Feature #13241
openMethod(s) to access Unicode properties for characters/strings
Description
[This is currently an exploratory proposal.]
Onigmo allows Unicode properties in regular expressions. With this, it's e.g. possible to check whether a string contains some Hiragana:
"ABC あ DEF" =~ /\p{hiragana}/
However, it is currently impossible to ask for e.g. the script of a character. I propose to add a method (or some methods) to String to be able to get such properties. Various (to some extent conflicting) examples:
"Aあア".script => :latin # returns script of first character only
"Aあア".script => [:latin, :hiragana, :katakana] # returns array of property values
"Aあア".property(:script) => :latin # returns specified property of first character only
"Aあア".property(:script) => [:latin, :hiragana, :katakana] # returns array of specified properties' values
"Aあア".properties([:script, :general_category]) => [[:latin, :Lu], [:hiragana, :Lo], [:katakana, :Lo]]
# returns arrays of property values, one array per character
The interface is still in flux, comments welcome!
Implementation depends on #13240.
In Python, such functionality (however, quite limited in property coverage, and not directly on String) is available in the standard library (see https://docs.python.org/3/library/unicodedata.html).
Updated by duerst (Martin Dürst) almost 8 years ago
- Related to Feature #13240: Change Unicode property implementation in Onigmo from inversion lists to direct lookup added
Updated by matz (Yukihiro Matsumoto) almost 8 years ago
I am neutral about the proposal, but the method names are too generic. It should be prefixed by unicode_
for example.
Matz.
Updated by rbjl (Jan Lelis) almost 8 years ago
Great idea, I'd love to have such capabilities built into the language!
I've recently build this for scripts, blocks, and general categories on Ruby level (see https://github.com/janlelis/unicode-scripts), so let me share some thoughts on the API:
- I think, it should be always plural methods which return a list of properties used in the string, since Ruby does not distinguish between single characters and strings. The first example would then rather be:
"Aあア".scripts => [:hiragana, :katakana, :latin]
(like the fourth example). I find it better that it would always return an array than being confused by the fact that it would only consider the first character. - With the same reasoning, I would go for having only a
properties
method, and no singularproperty
method - Although I kind of like the
.properties([:script, :general_category])

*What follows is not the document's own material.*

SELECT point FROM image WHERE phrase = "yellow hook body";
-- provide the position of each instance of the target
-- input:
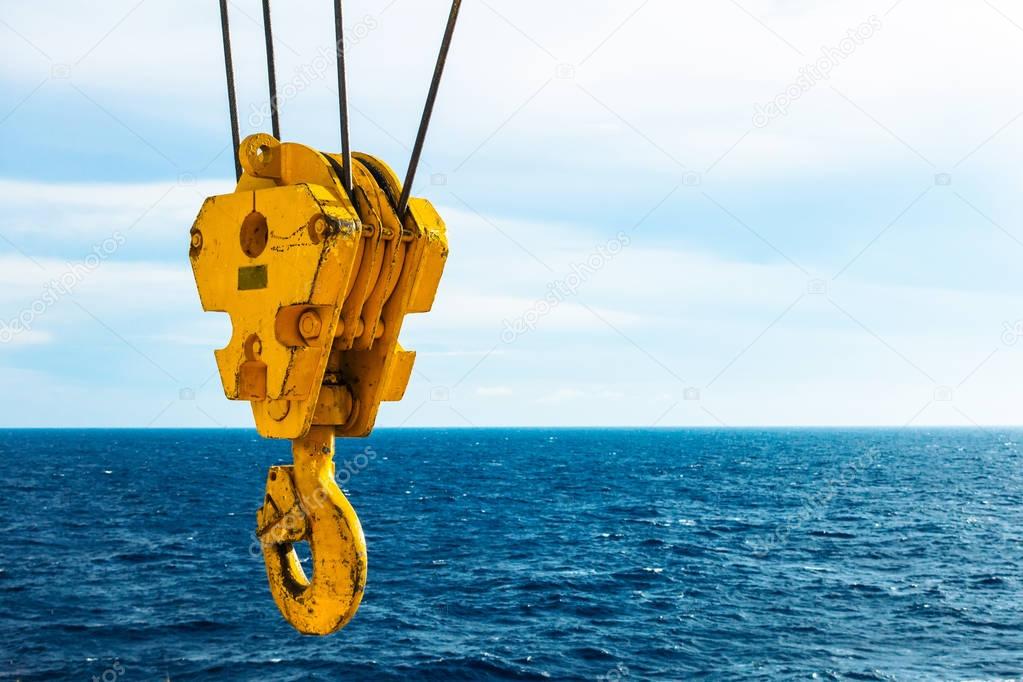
(317, 282)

API, it can be a little confusing when using the proposed plural methods approach: It implicitly switches its mode of operation to character by character, soley based on the passed argument being an array. I'd suggest to make this explicit, maybe by using another method such as.each_properties
, just going witheach_char.properties
(probably cannot get optimized properly), or using a keyword argument likeby_char: true
- Should there be only a
.properties
method (which could be used with scripts, blocks, general categories, etc.) or should there also be individual methods (like.scripts
,.blocks
, …)? I think both ways would be acceptable, but I like the idea of having individual methods for the most important properties. - A little more bikeshedding: Maybe the properties should be returned as strings instead of symbols. They represent some kind of data, so to me it feels like strings are the more appropriate choice. Another example, if we have such functionality for blocks as well, "Miscellaneous Mathematical Symbols-B" would have to returned as a symbol - which just does not look so good. This is only about the values returned, all method arguments would still be symbols/keyword arguments.
What do you all think?
Updated by rbjl (Jan Lelis) almost 8 years ago
I think prefixing such methods with unicode_
would be no problem. While it's a little verbose, it still reads good:
"bla".unicode_scripts
"blubb".unicode_properties(:general_categories)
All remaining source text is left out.